Брезготу удалось прочитать ярко-желтую надпись на голубом картоне: «Домашняя лапша Бамбергера».
Альберт вернулся из кухни, не закрыв за собой дверь, и Брезгот увидел, что кухня очень большая. Стены облицованы белым кафелем, и на нем мозаика из маленьких черных плиток, изображающая различные символы кулинарного искусства, – половники, кастрюли, противни, сковородки, гигантские вертела, и среди этих узоров красуется надпись: «Путь к сердцу мужчины лежит через его желудок».
– Это ее муж-поэт на портрете? – спросил Брезгот.
– Да ты посмотри отсюда, так лучше видно.
Мягко взяв Брезгота за плечо, Альберт повернул его лицом к зеркалу, которое было точно такой же величины, как и портрет. Брезгот задумчиво глядел на портрет в зеркале, на кусок голубого картона с перевернутыми желтыми буквами. Зеркало отражало его и стоящего рядом Альберта, их усталые лица и поредевшие волосы. Посмотрев друг на друга, они улыбнулись.
– Подождем с обедом, пока придет мальчик, – сказал Альберт. – А тем временем выпьем.
Они прошли в комнату Альберта, просторную и светлую, с высоким потолком. У стены стояла кровать, напротив нее – рабочий стол. Стол был огромный, но между ним и кроватью оставался еще широкий проход. У самого окна стояла кушетка, рядом с ней шкаф, кресло и столик с телефоном.
Альберт достал из шкафа рюмки, бутылку коньяка и поставил все это на стол.

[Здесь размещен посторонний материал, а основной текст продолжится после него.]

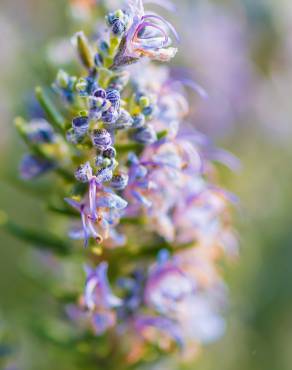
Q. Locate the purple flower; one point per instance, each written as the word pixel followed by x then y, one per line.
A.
pixel 167 286
pixel 101 139
pixel 152 328
pixel 32 166
pixel 147 35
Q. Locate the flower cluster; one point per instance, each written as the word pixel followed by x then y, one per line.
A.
pixel 140 178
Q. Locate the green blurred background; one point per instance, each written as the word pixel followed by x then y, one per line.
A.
pixel 241 51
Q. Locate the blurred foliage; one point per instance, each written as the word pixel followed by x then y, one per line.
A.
pixel 260 321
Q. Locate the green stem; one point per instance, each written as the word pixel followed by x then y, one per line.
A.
pixel 48 106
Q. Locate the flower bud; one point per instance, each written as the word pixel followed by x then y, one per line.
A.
pixel 110 116
pixel 83 173
pixel 101 139
pixel 80 125
pixel 114 97
pixel 138 120
pixel 109 153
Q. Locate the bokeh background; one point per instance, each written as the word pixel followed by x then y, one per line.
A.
pixel 241 52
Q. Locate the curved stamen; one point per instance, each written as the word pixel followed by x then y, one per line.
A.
pixel 152 25
pixel 84 226
pixel 92 198
pixel 168 24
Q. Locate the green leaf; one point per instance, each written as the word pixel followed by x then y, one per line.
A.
pixel 55 117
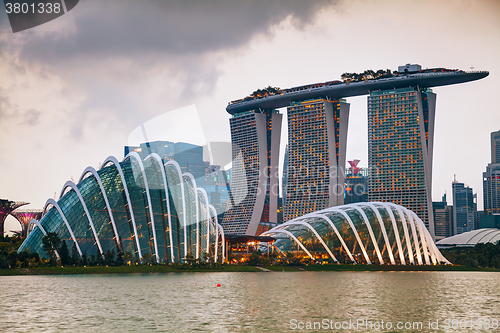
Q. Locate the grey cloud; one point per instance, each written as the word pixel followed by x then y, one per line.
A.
pixel 171 27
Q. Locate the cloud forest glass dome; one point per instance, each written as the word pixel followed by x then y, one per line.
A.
pixel 376 232
pixel 137 206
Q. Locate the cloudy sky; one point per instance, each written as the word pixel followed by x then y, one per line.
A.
pixel 73 90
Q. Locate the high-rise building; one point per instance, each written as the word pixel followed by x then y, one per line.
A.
pixel 491 178
pixel 317 135
pixel 400 145
pixel 255 137
pixel 284 180
pixel 495 147
pixel 189 156
pixel 443 218
pixel 464 208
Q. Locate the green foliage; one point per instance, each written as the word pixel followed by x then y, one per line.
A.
pixel 481 255
pixel 50 244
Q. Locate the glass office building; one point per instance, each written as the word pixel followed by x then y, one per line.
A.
pixel 141 206
pixel 369 233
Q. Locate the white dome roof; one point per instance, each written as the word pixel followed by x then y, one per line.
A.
pixel 487 235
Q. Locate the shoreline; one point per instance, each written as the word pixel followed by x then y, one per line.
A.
pixel 146 269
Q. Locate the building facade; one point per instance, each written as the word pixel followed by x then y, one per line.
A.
pixel 464 208
pixel 188 156
pixel 317 136
pixel 495 147
pixel 400 146
pixel 356 183
pixel 491 178
pixel 255 138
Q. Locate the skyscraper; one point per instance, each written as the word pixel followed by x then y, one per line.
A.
pixel 464 208
pixel 255 137
pixel 189 156
pixel 317 135
pixel 495 147
pixel 400 145
pixel 491 178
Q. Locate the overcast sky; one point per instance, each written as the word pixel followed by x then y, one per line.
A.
pixel 74 89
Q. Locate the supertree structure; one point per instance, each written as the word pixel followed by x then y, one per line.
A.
pixel 6 208
pixel 25 216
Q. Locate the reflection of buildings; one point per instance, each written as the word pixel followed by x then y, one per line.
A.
pixel 255 137
pixel 144 208
pixel 356 183
pixel 464 208
pixel 400 144
pixel 317 135
pixel 491 178
pixel 443 218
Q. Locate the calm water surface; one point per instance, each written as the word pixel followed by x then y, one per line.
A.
pixel 252 302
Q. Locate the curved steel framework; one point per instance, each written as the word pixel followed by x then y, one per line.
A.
pixel 374 230
pixel 130 202
pixel 24 217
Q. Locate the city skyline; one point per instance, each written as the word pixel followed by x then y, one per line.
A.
pixel 65 108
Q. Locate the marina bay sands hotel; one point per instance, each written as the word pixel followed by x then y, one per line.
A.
pixel 401 112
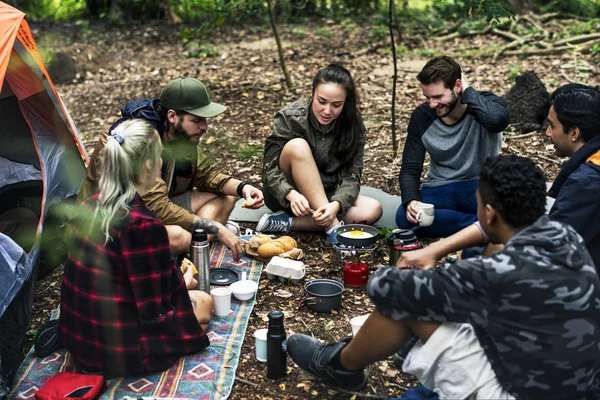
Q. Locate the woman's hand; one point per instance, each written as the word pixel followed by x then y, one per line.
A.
pixel 253 196
pixel 327 214
pixel 298 203
pixel 411 211
pixel 188 277
pixel 230 240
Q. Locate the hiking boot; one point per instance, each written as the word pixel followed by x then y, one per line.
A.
pixel 233 227
pixel 315 358
pixel 273 223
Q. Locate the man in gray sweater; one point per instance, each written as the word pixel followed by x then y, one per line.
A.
pixel 459 128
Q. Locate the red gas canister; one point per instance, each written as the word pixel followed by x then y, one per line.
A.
pixel 356 273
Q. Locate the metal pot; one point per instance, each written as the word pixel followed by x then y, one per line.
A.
pixel 324 295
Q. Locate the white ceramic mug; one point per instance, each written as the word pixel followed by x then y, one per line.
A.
pixel 221 301
pixel 425 213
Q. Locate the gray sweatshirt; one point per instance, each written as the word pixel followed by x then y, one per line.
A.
pixel 456 151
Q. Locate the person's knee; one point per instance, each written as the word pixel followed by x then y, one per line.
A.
pixel 295 149
pixel 179 239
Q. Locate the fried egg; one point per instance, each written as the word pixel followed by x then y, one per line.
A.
pixel 355 234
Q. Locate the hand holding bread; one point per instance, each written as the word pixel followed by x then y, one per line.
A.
pixel 264 247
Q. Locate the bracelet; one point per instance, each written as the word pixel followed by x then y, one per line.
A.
pixel 240 188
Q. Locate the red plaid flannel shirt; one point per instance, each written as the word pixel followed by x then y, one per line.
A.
pixel 124 305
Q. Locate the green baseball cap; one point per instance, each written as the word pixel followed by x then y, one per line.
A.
pixel 189 95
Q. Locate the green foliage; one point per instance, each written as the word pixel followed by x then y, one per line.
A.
pixel 323 32
pixel 379 33
pixel 298 33
pixel 584 8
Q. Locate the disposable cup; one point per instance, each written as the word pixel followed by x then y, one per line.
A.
pixel 221 301
pixel 261 344
pixel 357 322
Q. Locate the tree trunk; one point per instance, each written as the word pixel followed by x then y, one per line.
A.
pixel 286 74
pixel 391 27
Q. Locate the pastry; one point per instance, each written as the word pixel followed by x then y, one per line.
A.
pixel 288 242
pixel 270 249
pixel 257 240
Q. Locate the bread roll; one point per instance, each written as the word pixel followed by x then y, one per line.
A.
pixel 257 240
pixel 270 249
pixel 288 242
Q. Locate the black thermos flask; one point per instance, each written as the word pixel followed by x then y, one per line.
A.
pixel 276 353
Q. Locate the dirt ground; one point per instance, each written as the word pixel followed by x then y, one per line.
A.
pixel 117 65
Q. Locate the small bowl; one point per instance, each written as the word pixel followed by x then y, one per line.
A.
pixel 243 290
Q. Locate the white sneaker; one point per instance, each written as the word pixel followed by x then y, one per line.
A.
pixel 234 227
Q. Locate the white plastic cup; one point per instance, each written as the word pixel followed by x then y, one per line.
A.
pixel 357 322
pixel 261 344
pixel 425 215
pixel 221 301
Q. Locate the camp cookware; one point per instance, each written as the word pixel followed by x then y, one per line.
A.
pixel 400 241
pixel 357 235
pixel 323 295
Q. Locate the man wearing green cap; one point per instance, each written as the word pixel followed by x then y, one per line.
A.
pixel 190 193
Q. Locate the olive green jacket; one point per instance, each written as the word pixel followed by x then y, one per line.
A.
pixel 296 120
pixel 202 176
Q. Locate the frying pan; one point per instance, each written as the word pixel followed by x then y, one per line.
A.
pixel 357 241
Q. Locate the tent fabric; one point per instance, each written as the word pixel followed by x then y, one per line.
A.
pixel 36 130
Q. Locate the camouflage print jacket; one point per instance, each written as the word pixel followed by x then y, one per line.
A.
pixel 535 307
pixel 342 184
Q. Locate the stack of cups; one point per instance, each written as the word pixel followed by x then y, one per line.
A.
pixel 221 301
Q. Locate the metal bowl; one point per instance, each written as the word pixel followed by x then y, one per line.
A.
pixel 357 241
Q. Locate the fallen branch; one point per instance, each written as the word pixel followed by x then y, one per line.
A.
pixel 557 162
pixel 245 381
pixel 578 39
pixel 538 52
pixel 506 35
pixel 525 135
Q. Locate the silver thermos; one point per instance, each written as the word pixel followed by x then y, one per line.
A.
pixel 200 256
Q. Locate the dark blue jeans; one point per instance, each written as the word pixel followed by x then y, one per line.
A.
pixel 455 208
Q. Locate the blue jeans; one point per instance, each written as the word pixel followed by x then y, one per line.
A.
pixel 455 208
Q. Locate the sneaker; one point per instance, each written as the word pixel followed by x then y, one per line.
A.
pixel 332 236
pixel 315 358
pixel 277 222
pixel 399 357
pixel 234 227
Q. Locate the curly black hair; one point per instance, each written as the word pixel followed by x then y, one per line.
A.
pixel 515 187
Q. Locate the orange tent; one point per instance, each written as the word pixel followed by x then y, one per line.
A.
pixel 42 162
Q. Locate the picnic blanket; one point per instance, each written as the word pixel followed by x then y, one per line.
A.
pixel 206 375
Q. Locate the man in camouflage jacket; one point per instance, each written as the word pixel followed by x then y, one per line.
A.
pixel 521 324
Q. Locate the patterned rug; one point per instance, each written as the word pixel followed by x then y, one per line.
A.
pixel 206 375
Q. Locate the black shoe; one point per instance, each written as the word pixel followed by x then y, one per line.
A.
pixel 47 340
pixel 400 356
pixel 315 358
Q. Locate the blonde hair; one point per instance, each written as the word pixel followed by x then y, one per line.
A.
pixel 123 159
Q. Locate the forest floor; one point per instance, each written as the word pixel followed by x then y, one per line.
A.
pixel 118 65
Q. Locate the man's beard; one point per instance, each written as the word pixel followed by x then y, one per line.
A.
pixel 451 105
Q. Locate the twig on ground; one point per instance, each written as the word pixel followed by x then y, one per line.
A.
pixel 521 136
pixel 557 162
pixel 245 381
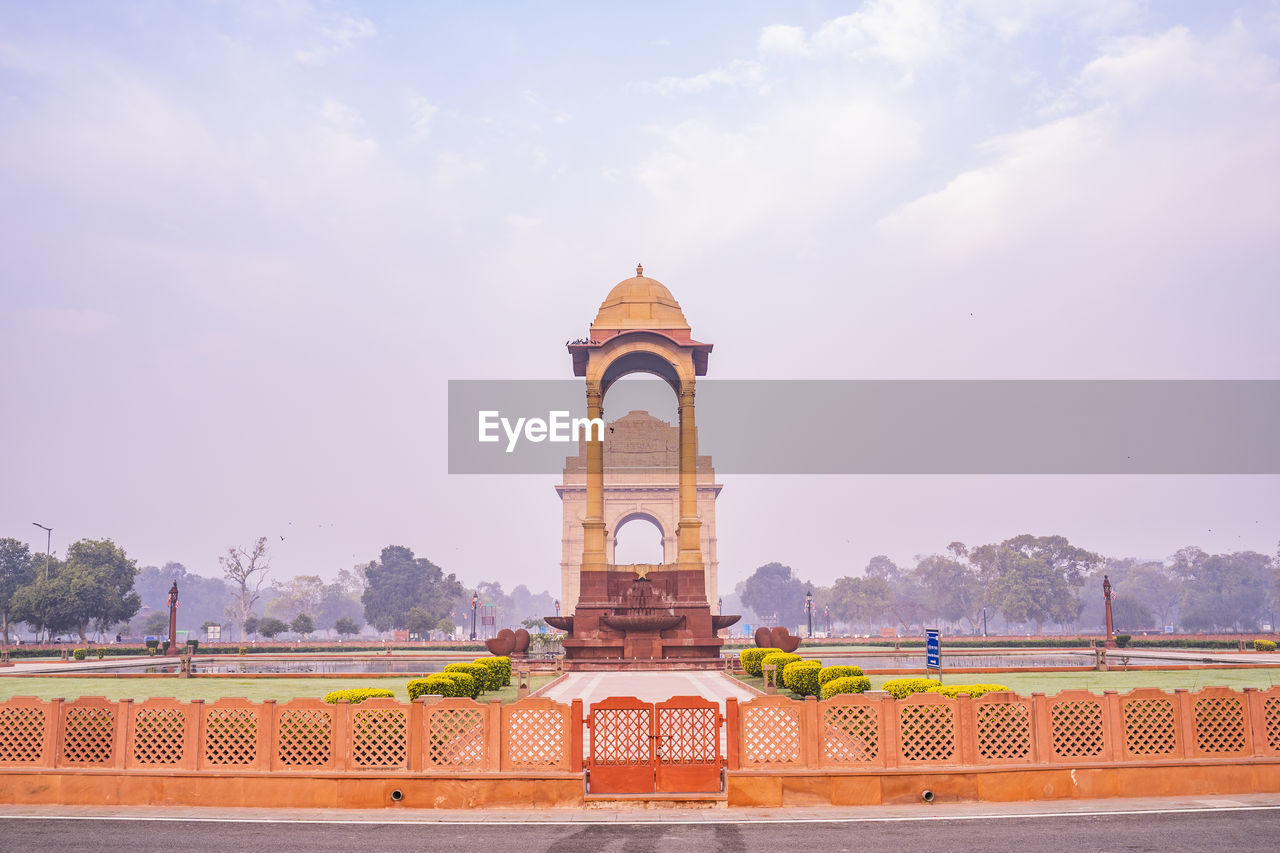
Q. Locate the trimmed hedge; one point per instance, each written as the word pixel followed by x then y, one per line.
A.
pixel 442 684
pixel 801 676
pixel 846 684
pixel 974 690
pixel 830 673
pixel 778 660
pixel 752 660
pixel 359 694
pixel 479 673
pixel 903 688
pixel 499 671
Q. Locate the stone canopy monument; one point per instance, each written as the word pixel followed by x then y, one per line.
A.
pixel 652 614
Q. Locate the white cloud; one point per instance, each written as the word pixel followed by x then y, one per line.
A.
pixel 336 35
pixel 784 40
pixel 905 32
pixel 740 72
pixel 420 113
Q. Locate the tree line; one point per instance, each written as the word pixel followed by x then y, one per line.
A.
pixel 1027 584
pixel 97 591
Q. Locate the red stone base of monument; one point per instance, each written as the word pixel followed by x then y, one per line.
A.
pixel 661 620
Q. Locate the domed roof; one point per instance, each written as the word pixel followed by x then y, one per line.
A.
pixel 640 302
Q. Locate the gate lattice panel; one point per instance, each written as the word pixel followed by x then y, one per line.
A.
pixel 688 746
pixel 622 756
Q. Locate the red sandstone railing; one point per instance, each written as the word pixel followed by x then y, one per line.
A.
pixel 539 735
pixel 302 735
pixel 1072 728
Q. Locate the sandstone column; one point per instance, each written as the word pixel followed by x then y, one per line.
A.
pixel 689 533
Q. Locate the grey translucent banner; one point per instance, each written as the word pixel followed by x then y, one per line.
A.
pixel 895 427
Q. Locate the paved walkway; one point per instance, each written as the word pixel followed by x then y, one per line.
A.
pixel 663 813
pixel 645 685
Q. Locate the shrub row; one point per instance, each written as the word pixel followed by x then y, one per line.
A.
pixel 801 676
pixel 830 673
pixel 974 690
pixel 903 688
pixel 465 679
pixel 846 684
pixel 753 658
pixel 359 694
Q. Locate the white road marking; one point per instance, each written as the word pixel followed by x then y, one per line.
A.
pixel 489 819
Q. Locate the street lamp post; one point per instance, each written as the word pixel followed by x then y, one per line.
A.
pixel 49 542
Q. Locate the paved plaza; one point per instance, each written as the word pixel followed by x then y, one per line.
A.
pixel 648 685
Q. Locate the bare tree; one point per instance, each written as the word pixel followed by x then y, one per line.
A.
pixel 246 569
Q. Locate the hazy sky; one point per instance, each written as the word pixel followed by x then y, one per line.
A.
pixel 243 246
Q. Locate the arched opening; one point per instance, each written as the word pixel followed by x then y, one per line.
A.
pixel 638 538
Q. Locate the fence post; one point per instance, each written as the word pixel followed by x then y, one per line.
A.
pixel 1112 725
pixel 54 733
pixel 1256 711
pixel 195 735
pixel 123 730
pixel 1042 728
pixel 415 734
pixel 343 744
pixel 575 724
pixel 266 761
pixel 967 730
pixel 810 731
pixel 732 720
pixel 892 737
pixel 493 735
pixel 1185 721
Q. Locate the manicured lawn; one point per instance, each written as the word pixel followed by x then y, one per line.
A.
pixel 1050 683
pixel 215 688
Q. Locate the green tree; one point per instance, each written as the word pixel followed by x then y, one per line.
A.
pixel 419 621
pixel 775 593
pixel 302 624
pixel 1033 579
pixel 860 600
pixel 156 624
pixel 1223 591
pixel 17 569
pixel 398 582
pixel 270 626
pixel 246 570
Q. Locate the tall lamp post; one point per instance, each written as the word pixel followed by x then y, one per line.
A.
pixel 49 542
pixel 1107 594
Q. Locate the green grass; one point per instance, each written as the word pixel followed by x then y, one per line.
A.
pixel 1050 683
pixel 216 688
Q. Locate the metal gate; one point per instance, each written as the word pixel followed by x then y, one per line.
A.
pixel 667 747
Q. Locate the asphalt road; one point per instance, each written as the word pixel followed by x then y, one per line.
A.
pixel 1253 829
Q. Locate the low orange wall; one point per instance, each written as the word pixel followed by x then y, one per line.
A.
pixel 457 753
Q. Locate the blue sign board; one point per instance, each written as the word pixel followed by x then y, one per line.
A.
pixel 932 649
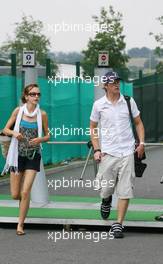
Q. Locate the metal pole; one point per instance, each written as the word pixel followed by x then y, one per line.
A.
pixel 13 73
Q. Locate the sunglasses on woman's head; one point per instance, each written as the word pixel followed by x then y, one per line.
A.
pixel 34 94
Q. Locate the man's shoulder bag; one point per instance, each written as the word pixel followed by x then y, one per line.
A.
pixel 139 166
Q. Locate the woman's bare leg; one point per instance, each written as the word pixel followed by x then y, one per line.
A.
pixel 29 176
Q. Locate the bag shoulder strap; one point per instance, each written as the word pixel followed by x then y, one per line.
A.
pixel 127 98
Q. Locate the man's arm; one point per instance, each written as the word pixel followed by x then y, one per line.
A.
pixel 95 140
pixel 140 132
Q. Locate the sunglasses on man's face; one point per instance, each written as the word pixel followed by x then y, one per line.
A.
pixel 34 94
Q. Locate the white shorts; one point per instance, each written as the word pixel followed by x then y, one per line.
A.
pixel 116 174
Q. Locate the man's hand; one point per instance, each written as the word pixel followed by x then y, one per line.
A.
pixel 140 150
pixel 97 156
pixel 17 135
pixel 35 141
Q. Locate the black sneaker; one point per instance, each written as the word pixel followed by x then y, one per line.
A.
pixel 105 207
pixel 117 230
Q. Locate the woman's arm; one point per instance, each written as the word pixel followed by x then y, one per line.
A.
pixel 45 127
pixel 7 129
pixel 45 138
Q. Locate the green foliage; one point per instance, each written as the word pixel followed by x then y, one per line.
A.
pixel 159 49
pixel 28 36
pixel 143 52
pixel 111 40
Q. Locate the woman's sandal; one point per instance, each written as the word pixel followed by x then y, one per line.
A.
pixel 20 232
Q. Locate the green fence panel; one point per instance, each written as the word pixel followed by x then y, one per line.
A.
pixel 8 103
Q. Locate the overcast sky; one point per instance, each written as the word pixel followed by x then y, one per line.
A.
pixel 139 18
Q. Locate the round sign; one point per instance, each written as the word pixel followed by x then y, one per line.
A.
pixel 28 57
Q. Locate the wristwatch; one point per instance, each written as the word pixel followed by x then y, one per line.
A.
pixel 96 150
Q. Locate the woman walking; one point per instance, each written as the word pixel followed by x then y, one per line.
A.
pixel 24 155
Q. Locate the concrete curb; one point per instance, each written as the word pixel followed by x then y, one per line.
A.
pixel 72 165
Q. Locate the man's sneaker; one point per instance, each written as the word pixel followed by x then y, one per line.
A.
pixel 117 230
pixel 105 207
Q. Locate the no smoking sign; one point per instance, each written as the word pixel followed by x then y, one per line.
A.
pixel 103 58
pixel 28 58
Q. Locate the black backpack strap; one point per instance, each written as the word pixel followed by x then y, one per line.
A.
pixel 127 98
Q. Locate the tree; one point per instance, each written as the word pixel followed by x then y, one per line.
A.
pixel 159 49
pixel 111 39
pixel 29 36
pixel 143 52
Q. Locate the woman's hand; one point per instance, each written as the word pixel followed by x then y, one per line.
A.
pixel 17 135
pixel 97 156
pixel 35 141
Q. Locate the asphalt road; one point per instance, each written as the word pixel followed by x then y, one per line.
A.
pixel 138 246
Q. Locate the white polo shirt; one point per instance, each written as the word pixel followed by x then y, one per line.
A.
pixel 116 135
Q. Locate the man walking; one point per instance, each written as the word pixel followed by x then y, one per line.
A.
pixel 115 149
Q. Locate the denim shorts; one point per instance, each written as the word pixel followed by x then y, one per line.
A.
pixel 27 164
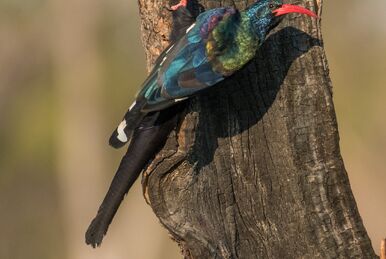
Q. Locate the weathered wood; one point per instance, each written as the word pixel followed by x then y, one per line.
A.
pixel 254 168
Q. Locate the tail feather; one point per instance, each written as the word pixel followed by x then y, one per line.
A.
pixel 149 137
pixel 123 133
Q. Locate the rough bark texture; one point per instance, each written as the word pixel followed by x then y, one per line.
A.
pixel 254 170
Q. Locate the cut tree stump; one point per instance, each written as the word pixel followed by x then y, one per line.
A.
pixel 253 169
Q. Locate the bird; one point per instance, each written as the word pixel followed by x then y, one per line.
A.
pixel 204 51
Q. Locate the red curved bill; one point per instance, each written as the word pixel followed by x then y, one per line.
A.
pixel 287 8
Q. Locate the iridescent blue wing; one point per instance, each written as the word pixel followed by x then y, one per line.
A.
pixel 183 68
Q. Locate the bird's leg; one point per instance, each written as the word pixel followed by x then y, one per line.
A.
pixel 182 3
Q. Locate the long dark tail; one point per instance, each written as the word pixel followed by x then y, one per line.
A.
pixel 133 117
pixel 148 138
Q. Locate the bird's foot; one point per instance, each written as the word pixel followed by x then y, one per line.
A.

Брезгот уже уселся и закурил. Все вокруг дышало покоем. Дом и сад были погружены в глубокую дремотную тишину. Давно уже он не испытывал такого наслаждения. Ему здесь было хорошо, и предстоящий разговор с Альбертом о Нелле возбуждал в нем радостное предчувствие. Пока Альберт наполнял рюмки, Брезгот встал, подошел к окну и распахнул его. Откуда-то издалека послышались детские голоса и смех. По оживленным выкрикам детей можно было сразу догадаться, что они плещутся в воде. Брезгот вернулся к столу, сел против Альберта и пригубил налитую рюмку.
– Хорошо здесь у тебя, – сказал он, – как хочешь, а я просижу здесь до тех пор, пока ты меня не выпроводишь.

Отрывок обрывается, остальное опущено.